Is there any plan to create a task-library task fo...
# ask-community
r
Is there any plan to create a task-library task for running Spark on kubernetes (as opposed to Databricks)?
n
Hi @Ryan Sattler - no plans for that internally at the moment but much of the task library is user-contributed... if that's something you'd like to see we welcome PRs 😄
g
I was thinking about this as well and I wonder if we could create the class to initiate the SparkContext inside the flow (we will need to have a docker image with Spark installed) and point the SparkConfig to the Kubernetes Spark cluster.
k
I have used Databricks a lot before but don’t have as much experience with Kubrenetes Spark. Would the task run
spark-submit
and that’s how you would connect to the Kubernetes Spark cluster? If your Spark is already configured, wouldn’t just instantiating SparkSession inside a flow work? And to what Nicholas said, we’d surely welcome PRs for this.
g
We could use a BashTask to run the
spark-submit
command but I would say it might be possible to instantiate a SparkSesssion inside the Flow (will have to give it a try).

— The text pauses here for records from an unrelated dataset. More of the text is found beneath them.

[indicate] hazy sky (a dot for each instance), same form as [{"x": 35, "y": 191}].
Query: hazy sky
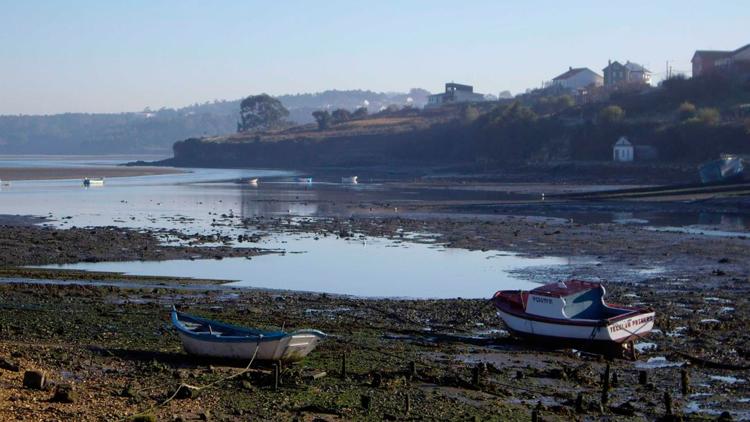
[{"x": 107, "y": 56}]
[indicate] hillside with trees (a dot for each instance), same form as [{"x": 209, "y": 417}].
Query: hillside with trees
[
  {"x": 155, "y": 131},
  {"x": 686, "y": 121}
]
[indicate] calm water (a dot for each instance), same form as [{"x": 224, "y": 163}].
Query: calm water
[
  {"x": 372, "y": 267},
  {"x": 194, "y": 202}
]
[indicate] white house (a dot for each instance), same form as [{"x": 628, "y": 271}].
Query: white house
[
  {"x": 578, "y": 79},
  {"x": 623, "y": 150},
  {"x": 454, "y": 93}
]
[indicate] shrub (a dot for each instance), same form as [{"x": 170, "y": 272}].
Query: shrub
[
  {"x": 611, "y": 114},
  {"x": 686, "y": 111}
]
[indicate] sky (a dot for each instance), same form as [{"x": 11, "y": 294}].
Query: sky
[{"x": 106, "y": 56}]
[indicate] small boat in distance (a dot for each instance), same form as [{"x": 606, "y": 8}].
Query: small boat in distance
[
  {"x": 205, "y": 337},
  {"x": 572, "y": 310},
  {"x": 97, "y": 181}
]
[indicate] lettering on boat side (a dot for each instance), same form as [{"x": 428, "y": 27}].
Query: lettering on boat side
[
  {"x": 633, "y": 322},
  {"x": 544, "y": 300}
]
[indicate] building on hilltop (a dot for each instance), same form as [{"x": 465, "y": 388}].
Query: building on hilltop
[
  {"x": 618, "y": 74},
  {"x": 622, "y": 150},
  {"x": 735, "y": 62},
  {"x": 578, "y": 79},
  {"x": 454, "y": 93}
]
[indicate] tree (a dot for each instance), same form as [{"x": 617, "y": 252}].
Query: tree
[
  {"x": 469, "y": 114},
  {"x": 261, "y": 112},
  {"x": 686, "y": 111},
  {"x": 611, "y": 114},
  {"x": 360, "y": 113},
  {"x": 708, "y": 116},
  {"x": 323, "y": 118},
  {"x": 341, "y": 115}
]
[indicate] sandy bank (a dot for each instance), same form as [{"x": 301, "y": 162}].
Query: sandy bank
[{"x": 49, "y": 173}]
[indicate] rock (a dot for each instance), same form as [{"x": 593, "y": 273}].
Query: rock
[
  {"x": 8, "y": 365},
  {"x": 185, "y": 392},
  {"x": 129, "y": 391},
  {"x": 725, "y": 417},
  {"x": 33, "y": 379},
  {"x": 625, "y": 409},
  {"x": 64, "y": 393}
]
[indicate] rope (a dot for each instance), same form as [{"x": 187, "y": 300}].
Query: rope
[{"x": 199, "y": 388}]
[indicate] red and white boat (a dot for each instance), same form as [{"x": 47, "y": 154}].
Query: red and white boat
[{"x": 571, "y": 310}]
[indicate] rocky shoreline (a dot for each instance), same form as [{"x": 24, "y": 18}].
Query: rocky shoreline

I did not look but is it how the Databricks one is working (session)?
k
Databricks has a
databricks-connect
library that hijacks your Spark installation so
import pyspark
and creating the
SparkSession
compiles the DAG locally, then sends them to the configured cluster when there is an action.
g
Hummm I guess it would be possible to instantiate SparkSession inside Flow if we run it inside an image with
pyspark